『イミテーション・ゲーム』 天才の気弱な微笑
The Imitation Game(viewing film)
『イミテーション・ゲーム/エニグマと天才数学者の秘密(原題:Imitation Game)』の主人公はアラン・チューリング。第二次世界大戦で解読不可能と言われたドイツ軍の暗号システム・エニグマを解読し、コンピュータと人工知能の基礎を築いたイギリスの数学者だ。
連合国の勝利に貢献し、コンピュータの原型をつくったということは、僕らが生きてきた20世紀後半の世界の構造に大きくかかわっている人物。にもかかわらず戦争中の業績は秘密とされ、さらに同性愛者として告発されたために歴史から抹殺されてきた。復権したのは21世紀に入ってから。
映画はアランの少年時代から失意の時代までを描く。
いきなりアラン(ベネディクト・カンバーバッチ)の天才ゆえのふるまいが出てくる。ドイツ軍の暗号を解くため政府の極秘プロジェクトで6人の優秀な人間が集められるが、アランは2人は不要と言い放って追放する。残った4人とも協調せず、自分ひとりで解読マシーンの開発に取り組む。

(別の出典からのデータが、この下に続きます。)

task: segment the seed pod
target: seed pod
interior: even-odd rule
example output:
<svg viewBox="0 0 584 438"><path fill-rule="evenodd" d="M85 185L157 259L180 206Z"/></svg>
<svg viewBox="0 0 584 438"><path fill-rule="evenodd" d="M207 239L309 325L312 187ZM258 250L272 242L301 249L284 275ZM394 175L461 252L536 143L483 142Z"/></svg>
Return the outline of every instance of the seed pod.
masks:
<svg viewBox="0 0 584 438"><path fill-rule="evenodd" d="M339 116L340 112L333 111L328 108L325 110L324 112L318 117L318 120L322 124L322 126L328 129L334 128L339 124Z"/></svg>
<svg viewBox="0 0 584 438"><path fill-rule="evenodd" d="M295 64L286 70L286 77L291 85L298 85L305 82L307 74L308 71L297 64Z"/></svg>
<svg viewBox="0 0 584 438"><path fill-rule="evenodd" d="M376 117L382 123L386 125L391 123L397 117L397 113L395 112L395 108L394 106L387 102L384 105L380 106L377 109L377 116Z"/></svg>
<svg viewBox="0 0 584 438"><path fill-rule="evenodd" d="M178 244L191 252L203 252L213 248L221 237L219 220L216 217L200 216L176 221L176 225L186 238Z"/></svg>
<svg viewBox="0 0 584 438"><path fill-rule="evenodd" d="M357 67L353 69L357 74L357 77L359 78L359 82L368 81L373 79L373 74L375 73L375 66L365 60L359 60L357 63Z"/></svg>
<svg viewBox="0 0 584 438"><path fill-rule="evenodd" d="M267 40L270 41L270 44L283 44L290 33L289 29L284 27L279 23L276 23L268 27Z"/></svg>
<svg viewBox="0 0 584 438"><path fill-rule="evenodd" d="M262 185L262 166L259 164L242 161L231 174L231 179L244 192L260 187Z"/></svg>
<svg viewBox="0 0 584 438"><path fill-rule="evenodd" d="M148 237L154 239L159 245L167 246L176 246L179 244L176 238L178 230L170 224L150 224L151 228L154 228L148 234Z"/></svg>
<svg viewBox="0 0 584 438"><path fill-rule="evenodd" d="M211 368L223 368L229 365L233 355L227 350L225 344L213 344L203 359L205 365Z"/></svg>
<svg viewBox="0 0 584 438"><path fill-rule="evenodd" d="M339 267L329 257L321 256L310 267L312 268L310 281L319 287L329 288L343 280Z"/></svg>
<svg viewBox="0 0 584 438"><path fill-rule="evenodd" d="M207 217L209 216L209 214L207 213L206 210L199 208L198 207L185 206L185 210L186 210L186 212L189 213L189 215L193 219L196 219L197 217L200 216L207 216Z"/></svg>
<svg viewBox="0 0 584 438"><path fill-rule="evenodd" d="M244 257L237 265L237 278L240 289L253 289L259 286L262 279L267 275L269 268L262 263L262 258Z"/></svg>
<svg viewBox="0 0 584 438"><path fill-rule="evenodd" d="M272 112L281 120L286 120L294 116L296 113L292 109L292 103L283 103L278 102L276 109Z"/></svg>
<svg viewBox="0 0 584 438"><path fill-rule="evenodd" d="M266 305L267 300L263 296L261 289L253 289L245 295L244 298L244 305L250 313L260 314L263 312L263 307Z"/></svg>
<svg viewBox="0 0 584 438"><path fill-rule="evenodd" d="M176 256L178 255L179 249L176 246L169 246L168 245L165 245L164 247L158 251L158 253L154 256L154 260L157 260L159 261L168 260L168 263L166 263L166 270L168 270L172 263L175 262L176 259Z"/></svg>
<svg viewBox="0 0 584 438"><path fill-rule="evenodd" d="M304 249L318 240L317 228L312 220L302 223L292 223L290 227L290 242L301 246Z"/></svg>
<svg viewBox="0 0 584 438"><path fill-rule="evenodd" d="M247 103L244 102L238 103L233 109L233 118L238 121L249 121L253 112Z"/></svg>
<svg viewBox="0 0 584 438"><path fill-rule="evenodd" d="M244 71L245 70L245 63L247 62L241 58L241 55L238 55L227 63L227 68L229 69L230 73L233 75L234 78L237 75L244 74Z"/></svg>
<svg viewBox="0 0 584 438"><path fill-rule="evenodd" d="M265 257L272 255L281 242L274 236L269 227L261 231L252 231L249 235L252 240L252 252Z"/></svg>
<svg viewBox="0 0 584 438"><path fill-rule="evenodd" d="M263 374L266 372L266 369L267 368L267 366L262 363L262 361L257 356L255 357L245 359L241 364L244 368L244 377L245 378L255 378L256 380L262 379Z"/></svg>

そんなアランの独善が変わるのは、チームにクロスワード・パズルの達人ジョーン(キーラ・ナイトレイ)が加わってから。彼女のアドバイスでチームに差し入れをもってきて、「ジョーンにそうするよう言われたから」と不器用なコメントをする。そんな天才ゆえ他人が目に入らない孤高と、アランが時折見せる気弱な微笑の間の激しい落差をカンバーバッチが好演してる。
回想シーンでは気弱な微笑の理由が明かされる。アランは、彼を庇護し「君に向いてると思う」と暗号の本をくれた同級生のクリストファーに愛情を抱く。クリストファーは病死し、アランは開発している解読マシーンにクリストファーと名前をつけて呼びかける。アランがゲイであるあたりの描写は抑制されている。それはそれで好ましいけど、ゲイでありながら同時に異性のジョーンに惹かれ婚約するあたりのアランの葛藤が描きこまれれば、天才の悲しみがもっと引き立ったかも。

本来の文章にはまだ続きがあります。